SFBG San Francisco has a long history of drag kings — can you talk a little about that and also about how you got your start performing?

Fudgie Frottage The term "drag king" didn't really pop up here until the '90s, when Leigh Crow was doing her Elvis Herselvis character. But prior to that, there were definitely women who were doing drag king performances. Moby Dick, who had been out here, went back to New York and started Club Casanova, and that brought a lot of publicity to the whole drag king phenomenon. I've been performing since I was in kindergarten — for show and tell, the teacher made me sing. When I first moved to San Francisco in the '70s, I was in a few different bands. When Trannyshack was in its heyday, I came up with a "faux-queen" character, and Fudgie came after that. But I was doing my club DragStrip back in '95, before TrannyShack started. I was mostly just producing at first, and then I kind of jumped back on the stage.
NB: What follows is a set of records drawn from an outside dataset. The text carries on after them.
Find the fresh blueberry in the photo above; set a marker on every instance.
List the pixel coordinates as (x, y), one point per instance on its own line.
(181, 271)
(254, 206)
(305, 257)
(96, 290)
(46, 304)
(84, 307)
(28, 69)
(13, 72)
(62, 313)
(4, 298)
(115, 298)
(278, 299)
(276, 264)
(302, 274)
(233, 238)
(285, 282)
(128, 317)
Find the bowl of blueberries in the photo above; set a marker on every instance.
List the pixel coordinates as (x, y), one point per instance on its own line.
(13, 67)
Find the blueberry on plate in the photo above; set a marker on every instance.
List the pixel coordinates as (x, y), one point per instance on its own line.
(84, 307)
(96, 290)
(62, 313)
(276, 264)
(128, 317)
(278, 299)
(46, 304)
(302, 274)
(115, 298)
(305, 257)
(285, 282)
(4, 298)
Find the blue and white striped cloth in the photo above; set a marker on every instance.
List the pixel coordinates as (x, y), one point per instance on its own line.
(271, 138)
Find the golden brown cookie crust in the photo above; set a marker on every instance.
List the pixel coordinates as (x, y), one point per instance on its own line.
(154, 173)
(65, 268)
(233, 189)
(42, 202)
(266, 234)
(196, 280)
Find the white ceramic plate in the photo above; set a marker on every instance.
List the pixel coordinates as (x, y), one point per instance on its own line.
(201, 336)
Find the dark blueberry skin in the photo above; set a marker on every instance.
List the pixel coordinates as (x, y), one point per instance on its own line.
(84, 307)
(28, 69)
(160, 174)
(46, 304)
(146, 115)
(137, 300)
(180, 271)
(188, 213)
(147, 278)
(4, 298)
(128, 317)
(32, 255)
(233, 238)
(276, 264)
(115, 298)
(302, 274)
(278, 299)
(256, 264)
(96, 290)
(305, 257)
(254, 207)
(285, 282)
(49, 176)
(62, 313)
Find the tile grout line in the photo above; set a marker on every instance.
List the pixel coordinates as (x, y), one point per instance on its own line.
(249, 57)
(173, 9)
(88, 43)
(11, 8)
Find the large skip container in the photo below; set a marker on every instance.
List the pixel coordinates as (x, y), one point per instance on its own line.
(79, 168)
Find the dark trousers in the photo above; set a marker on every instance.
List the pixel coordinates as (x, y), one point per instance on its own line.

SFBG What are the important qualities a drag king must have?

FF Sense of humor. Stage presence!

SFBG How do performers come up with their stage names and personas?

FF I'm not really sure! Sometimes they're suggested by other people. Other times it's just a brainstorm. For me, the name comes first, before the actuality of getting up there and doing something. It's just part of the creative process. It's an art form, just like you just can't ask a painter why they did this particular painting. It's just what's inside of each person.

SFBG Do many performers sing live?  

FF Everything happens! There's been live singers, and bands, and lip-sync, of course. Sometimes there's dancing. There was a juggler a few years back. That was pretty entertaining.

SFBG Looking at the list of special guests for 2011, including bands like Black Flag cover band Black Fag, it's clear the contest is full-on extravaganza. What can audiences expect?

FF [In addition to Black Fag], we've got some performers [like D.R.E.D.] from New York and some locals — this is the first year [rapper] JenRO will perform with us. But we have burlesque chanteuse the Indra, we've got Leigh Crow coming back. It's a huge show, and it's really, really fun. There's definitely a little bit of everything involved in it. In the press release, I say it's a mash-up of a monster truck show, the Miss America pageant, American Idol, and the Westminster Dog Show, since our theme is "Doggone Sweet 16." I think sometimes people might be put off by something called a drag king contest, because they're like, "What is that?" Some people don't even realize that there are drag kings. But we're just a big, huge variety show, where everybody's out to have a really good time. And there is amazing talent.